ひとりで旅をすることは、決して寂しいことではありません。

むしろ、自分とちゃんと向き合う勇気を持ち、自分の人生に責任を持つ第一歩。「自分のための時間を持つことって、こんなにも豊かで愛しいものだったとは」と気づかせてくれる体験です。

5.「違い」は壁ではなく、世界を広げる扉になる

異文化に触れると、自分の「常識」が揺らぐ瞬間があります。食べ方、あいさつの仕方、時間の感覚など。どれも違っていて、初めは戸惑いを感じます。けれどやがて、「違うって面白い」と思えるようになるのです。

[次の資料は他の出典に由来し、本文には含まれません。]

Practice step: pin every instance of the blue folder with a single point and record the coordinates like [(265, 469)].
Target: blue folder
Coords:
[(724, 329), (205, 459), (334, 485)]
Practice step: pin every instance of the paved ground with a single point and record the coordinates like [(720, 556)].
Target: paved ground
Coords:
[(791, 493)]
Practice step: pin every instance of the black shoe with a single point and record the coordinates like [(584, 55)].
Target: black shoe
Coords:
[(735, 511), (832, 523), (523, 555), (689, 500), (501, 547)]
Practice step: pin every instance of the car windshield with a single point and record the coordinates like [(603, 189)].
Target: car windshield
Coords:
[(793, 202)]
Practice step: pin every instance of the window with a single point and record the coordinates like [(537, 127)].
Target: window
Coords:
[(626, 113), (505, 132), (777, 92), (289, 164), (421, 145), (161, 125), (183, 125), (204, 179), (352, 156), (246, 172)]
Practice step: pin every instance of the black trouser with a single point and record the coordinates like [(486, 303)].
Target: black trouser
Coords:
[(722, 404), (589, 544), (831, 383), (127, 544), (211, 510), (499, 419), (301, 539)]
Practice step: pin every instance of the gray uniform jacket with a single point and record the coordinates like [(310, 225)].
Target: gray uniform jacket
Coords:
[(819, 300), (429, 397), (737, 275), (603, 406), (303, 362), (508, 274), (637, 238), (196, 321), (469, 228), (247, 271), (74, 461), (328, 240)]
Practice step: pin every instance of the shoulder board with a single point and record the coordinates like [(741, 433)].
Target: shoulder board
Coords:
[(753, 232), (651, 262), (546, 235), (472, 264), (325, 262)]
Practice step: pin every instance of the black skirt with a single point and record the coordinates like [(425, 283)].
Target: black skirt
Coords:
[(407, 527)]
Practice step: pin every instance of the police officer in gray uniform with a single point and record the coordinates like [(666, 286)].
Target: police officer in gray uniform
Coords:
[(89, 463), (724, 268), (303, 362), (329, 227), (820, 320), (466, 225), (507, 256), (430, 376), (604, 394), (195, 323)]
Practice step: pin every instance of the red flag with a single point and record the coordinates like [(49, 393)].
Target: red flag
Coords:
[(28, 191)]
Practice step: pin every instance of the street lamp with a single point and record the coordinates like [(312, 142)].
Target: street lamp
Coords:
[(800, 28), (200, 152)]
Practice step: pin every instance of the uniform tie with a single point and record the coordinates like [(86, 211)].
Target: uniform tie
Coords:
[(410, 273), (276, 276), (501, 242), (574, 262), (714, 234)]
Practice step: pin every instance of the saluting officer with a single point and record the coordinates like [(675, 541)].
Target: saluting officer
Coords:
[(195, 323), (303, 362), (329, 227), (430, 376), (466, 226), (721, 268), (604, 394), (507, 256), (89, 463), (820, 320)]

たとえば、私が数週間滞在したスリランカでは、食事の際に右手の親指・人差し指・中指の3本を使ってごはんとおかずをよく混ぜて口に運ぶのが一般的でした。その作法を初めて知ったときは、「自分にできるだろうか?」「手で食べて本当においしいの?」と戸惑い、心の中で葛藤したのを今でも覚えています。

でも、「郷に入っては郷に従え」という言葉のとおり、せっかくの機会だからとみようみまねで数日間挑戦してみることにしました。

すると不思議なことに、次第に手で食べることに慣れてきて、むしろナイフやフォークを使うよりも料理をおいしく感じるようになったのです。まさに、「違う」ことの中に、驚きと楽しさがあった瞬間でした。

異文化との違いを「壁」として拒むのではなく、新しい「窓」として受け入れることで、自分の世界は大きく広がっていきます。

そのとき、自分の中の「これが正しい」という思い込みが少しずつゆるみ、「正しさのかたちは一つではないのだ」と実感できるのです。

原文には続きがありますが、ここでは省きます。